|VUONG, CHRISTINE - Texas A&M University|
|CHOU, WEN-KO - Texas A&M University|
|BRIGGS, WHITNEY - The Ohio State University|
|FAULKNER, OLIVIA - University Of Arkansas|
|WOLFENDEN, AMANDA - University Of Arkansas|
|JONAS, MELINA - Medion Vaccine Company|
|HARGIS, BILLY - University Of Arkansas|
|BIELKE, LISA - The Ohio State University|
|BERGHMAN, LUC - Texas A&M University|
Submitted to: Monoclonal Antibodies in Immunodiagnosis and Immunotherapy
Publication Type: Peer Reviewed Journal
Publication Acceptance Date: 10/25/2018
Publication Date: 12/28/2018
Citation: Vuong, C., Chou, W., Briggs, W., Faulkner, O., Wolfenden, A., Jonas, M., Kapczynski, D.R., Hargis, B.M., Bielke, L.R., Berghman, L.R. 2018. Crude inactivated influenza A virus adjuvated with a bispecific antibody complex targeting chicken CD40 and AIV M2e confers protection against lethal HPAI challenge in chickens. Monoclonal Antibodies in Immunodiagnosis and Immunotherapy. 37(6):245-251. https://doi.org/10.1089/mab.2018.0040.

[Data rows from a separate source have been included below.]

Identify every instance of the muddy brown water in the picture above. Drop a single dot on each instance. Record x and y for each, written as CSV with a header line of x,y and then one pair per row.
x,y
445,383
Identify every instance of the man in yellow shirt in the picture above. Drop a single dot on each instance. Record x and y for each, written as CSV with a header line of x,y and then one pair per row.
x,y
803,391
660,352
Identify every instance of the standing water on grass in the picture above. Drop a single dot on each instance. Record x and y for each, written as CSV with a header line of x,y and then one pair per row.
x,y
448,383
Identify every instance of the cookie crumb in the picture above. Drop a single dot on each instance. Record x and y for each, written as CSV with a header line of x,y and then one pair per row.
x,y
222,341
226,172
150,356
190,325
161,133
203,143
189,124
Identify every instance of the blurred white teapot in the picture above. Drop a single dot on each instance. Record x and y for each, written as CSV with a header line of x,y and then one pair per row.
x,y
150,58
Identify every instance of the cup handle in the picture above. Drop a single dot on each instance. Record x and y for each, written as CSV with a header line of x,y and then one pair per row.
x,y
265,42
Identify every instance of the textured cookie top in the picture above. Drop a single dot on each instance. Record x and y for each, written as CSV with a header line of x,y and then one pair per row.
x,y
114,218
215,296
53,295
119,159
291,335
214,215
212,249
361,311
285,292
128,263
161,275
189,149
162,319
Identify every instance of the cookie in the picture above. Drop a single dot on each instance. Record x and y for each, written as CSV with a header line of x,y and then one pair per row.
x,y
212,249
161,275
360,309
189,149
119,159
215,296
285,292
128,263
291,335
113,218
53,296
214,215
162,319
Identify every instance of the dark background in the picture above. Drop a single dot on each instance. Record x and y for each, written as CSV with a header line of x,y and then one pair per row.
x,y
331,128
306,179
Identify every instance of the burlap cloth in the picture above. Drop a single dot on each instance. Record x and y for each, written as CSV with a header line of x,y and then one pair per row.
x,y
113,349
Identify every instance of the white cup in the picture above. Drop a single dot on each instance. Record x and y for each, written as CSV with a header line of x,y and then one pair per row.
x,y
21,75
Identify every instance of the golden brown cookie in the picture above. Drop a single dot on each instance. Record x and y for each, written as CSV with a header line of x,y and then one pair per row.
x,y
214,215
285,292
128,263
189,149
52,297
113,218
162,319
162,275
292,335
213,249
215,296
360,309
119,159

Interpretive Summary: Avian influenza (AI) is a viral disease of poultry and detection in commercial flocks result in significant mortality with serious economic impact to the poultry industry. Vaccination against AI is used to increase protection of birds against disease and limit transmission to susceptible cohorts. Because of inherent differences between individual AI virus subtypes, no single vaccine protects against all AI viruses. In addition, inactivated vaccines require an adjuvant to enhance the immune response. The objectives of the present study were to extend the knowledge of vaccine induced protection by developing an adjuvant with superior immune reactivity by targeting specific immune cells. The results demonstrate that the vaccine adjuvants developed here could increase protection and resistance against AI challenge. These results are an important step in further development of better vaccine adjuvants for poultry.

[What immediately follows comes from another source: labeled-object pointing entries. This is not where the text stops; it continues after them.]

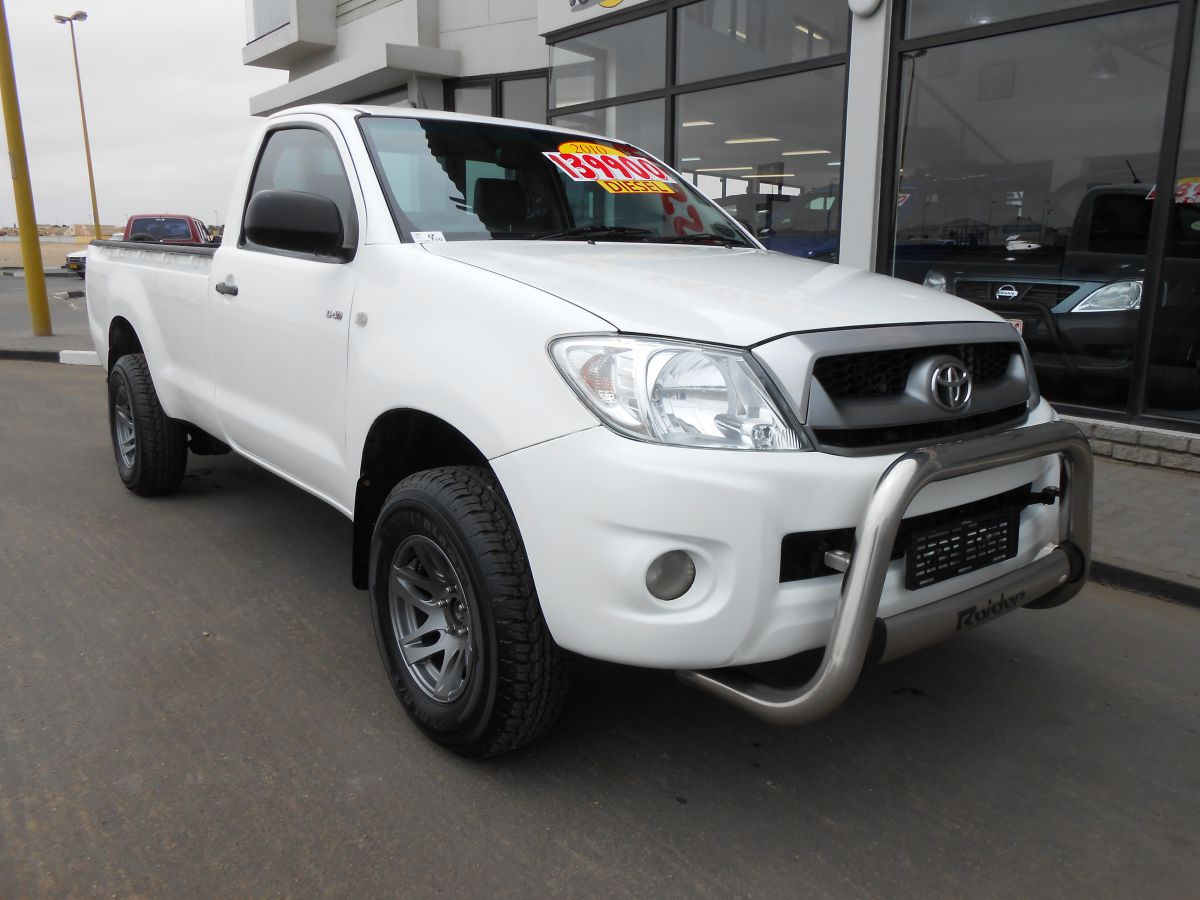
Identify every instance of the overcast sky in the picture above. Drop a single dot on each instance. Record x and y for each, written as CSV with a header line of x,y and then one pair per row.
x,y
167,100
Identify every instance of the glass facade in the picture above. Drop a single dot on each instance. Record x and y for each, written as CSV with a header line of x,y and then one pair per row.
x,y
721,37
1025,142
610,63
771,156
753,113
640,124
520,95
929,17
1174,383
1025,167
523,99
473,100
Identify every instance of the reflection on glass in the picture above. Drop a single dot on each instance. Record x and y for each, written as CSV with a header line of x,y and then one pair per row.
x,y
771,156
525,100
473,100
640,124
720,37
930,17
1175,352
618,60
1025,168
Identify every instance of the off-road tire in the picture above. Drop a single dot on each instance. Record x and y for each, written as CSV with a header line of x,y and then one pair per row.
x,y
517,684
160,451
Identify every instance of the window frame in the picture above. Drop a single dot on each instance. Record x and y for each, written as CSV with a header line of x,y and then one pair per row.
x,y
496,83
673,89
354,227
1183,55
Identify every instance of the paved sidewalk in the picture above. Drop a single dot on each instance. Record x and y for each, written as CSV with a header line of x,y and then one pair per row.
x,y
1147,520
69,317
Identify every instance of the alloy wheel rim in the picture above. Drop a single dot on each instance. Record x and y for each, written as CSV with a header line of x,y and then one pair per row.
x,y
123,420
431,619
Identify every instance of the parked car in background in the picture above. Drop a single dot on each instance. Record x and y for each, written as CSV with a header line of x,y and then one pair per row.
x,y
1075,291
77,262
167,228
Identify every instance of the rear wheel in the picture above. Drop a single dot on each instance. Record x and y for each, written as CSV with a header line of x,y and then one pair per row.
x,y
150,448
456,616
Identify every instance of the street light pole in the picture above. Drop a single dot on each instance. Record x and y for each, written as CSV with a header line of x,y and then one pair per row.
x,y
81,16
22,191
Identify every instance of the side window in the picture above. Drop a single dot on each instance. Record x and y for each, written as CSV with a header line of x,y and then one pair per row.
x,y
306,160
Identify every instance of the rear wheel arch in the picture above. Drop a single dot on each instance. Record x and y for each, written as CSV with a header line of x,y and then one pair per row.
x,y
401,443
123,340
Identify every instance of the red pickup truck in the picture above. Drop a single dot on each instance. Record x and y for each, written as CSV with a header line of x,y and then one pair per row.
x,y
167,228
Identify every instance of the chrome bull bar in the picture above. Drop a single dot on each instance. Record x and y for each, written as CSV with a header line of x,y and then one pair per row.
x,y
1048,581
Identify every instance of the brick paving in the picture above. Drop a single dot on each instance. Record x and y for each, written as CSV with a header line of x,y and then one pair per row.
x,y
1147,520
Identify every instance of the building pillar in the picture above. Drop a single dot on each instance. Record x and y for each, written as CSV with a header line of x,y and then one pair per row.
x,y
865,111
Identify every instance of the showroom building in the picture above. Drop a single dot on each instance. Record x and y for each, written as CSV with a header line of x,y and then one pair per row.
x,y
1008,151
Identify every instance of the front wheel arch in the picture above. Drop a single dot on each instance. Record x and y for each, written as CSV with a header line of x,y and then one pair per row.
x,y
401,443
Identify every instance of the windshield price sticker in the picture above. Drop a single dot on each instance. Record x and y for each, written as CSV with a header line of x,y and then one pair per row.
x,y
615,171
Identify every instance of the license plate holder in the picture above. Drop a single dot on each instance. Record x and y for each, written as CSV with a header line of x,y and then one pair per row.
x,y
947,551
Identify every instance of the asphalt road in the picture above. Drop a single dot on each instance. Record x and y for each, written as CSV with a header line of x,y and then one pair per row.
x,y
193,706
69,315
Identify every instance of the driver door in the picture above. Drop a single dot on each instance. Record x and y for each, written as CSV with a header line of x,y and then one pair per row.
x,y
280,322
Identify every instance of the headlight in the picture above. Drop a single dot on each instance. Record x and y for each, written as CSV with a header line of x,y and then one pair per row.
x,y
1117,297
669,393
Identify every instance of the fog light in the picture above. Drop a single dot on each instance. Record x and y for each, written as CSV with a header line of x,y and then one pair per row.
x,y
671,575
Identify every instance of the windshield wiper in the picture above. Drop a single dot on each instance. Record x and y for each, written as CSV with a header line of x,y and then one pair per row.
x,y
595,232
702,238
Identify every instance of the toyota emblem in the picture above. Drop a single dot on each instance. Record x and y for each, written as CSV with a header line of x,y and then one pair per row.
x,y
951,387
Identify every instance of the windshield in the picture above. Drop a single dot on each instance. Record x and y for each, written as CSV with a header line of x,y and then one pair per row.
x,y
451,180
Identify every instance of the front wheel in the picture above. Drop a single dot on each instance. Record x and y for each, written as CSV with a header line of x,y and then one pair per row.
x,y
150,448
456,616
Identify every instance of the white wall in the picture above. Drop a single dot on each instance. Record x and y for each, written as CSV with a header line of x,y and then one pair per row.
x,y
493,36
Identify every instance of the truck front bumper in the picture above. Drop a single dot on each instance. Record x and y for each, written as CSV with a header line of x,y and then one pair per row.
x,y
595,509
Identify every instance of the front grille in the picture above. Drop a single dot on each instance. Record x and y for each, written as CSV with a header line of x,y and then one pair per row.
x,y
917,432
885,373
984,292
802,555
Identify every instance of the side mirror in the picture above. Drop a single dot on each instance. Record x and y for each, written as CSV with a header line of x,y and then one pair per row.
x,y
295,221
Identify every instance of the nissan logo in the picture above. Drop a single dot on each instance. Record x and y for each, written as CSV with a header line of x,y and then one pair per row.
x,y
951,387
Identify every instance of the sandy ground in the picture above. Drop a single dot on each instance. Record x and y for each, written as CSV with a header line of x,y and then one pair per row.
x,y
53,255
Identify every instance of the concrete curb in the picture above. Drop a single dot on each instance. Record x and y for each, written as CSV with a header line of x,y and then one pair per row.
x,y
70,358
48,273
1147,585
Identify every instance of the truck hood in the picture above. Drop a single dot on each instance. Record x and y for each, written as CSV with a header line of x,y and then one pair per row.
x,y
701,293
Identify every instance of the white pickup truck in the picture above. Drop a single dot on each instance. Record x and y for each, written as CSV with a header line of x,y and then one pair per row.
x,y
570,405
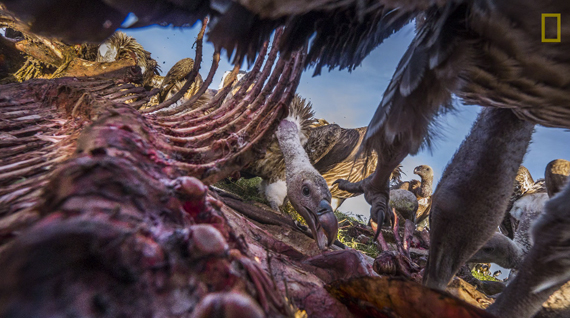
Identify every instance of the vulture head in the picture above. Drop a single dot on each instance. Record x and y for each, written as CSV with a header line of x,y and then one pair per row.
x,y
424,171
311,198
306,188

Technical Abstract: In vivo targeting an immunogen to the CD40 receptor expressed on professional antigen-presenting cells (APCs) dramatically enhances speed, magnitude, and quality of the immune response. Our previous evaluation of this strategy in poultry was limited to immunogenicity studies using CD40-targeted synthetic peptides, which demonstrated significant antigen-specific serum IgG and tracheal IgA levels <1 week after primary administration. In this study, this antibody-guided immunization strategy was modified to permit incorporation of inactivated highly pathogenic avian influenza virions (in lieu of short synthetic peptides) as the immunogen by simply mixing a bispecific antibody complex (anti-CD40/M2e) with crude inactivated virus before injection. Adjuvated avian influenza virus (AIV) induced significant hemagglutination inhibition titers up to 6 weeks postimmunization. In efficacy studies, administration of a single vaccine dose yielded 56%–64% survival against challenge with highly pathogenic H5N1, and 100% protection was achieved upon boosting. These results represent a feasible strategy to effectively target whole inactivated influenza A virus to chicken APCs, regardless of AIV clade and without phenotyping or purifying the virus from crude allantoic fluid. The data represent proof of principle for the unique prophylactic efficacy and versatility of a CD40-targeting adjuvation strategy that can in principle also be harnessed in other poultry vaccines.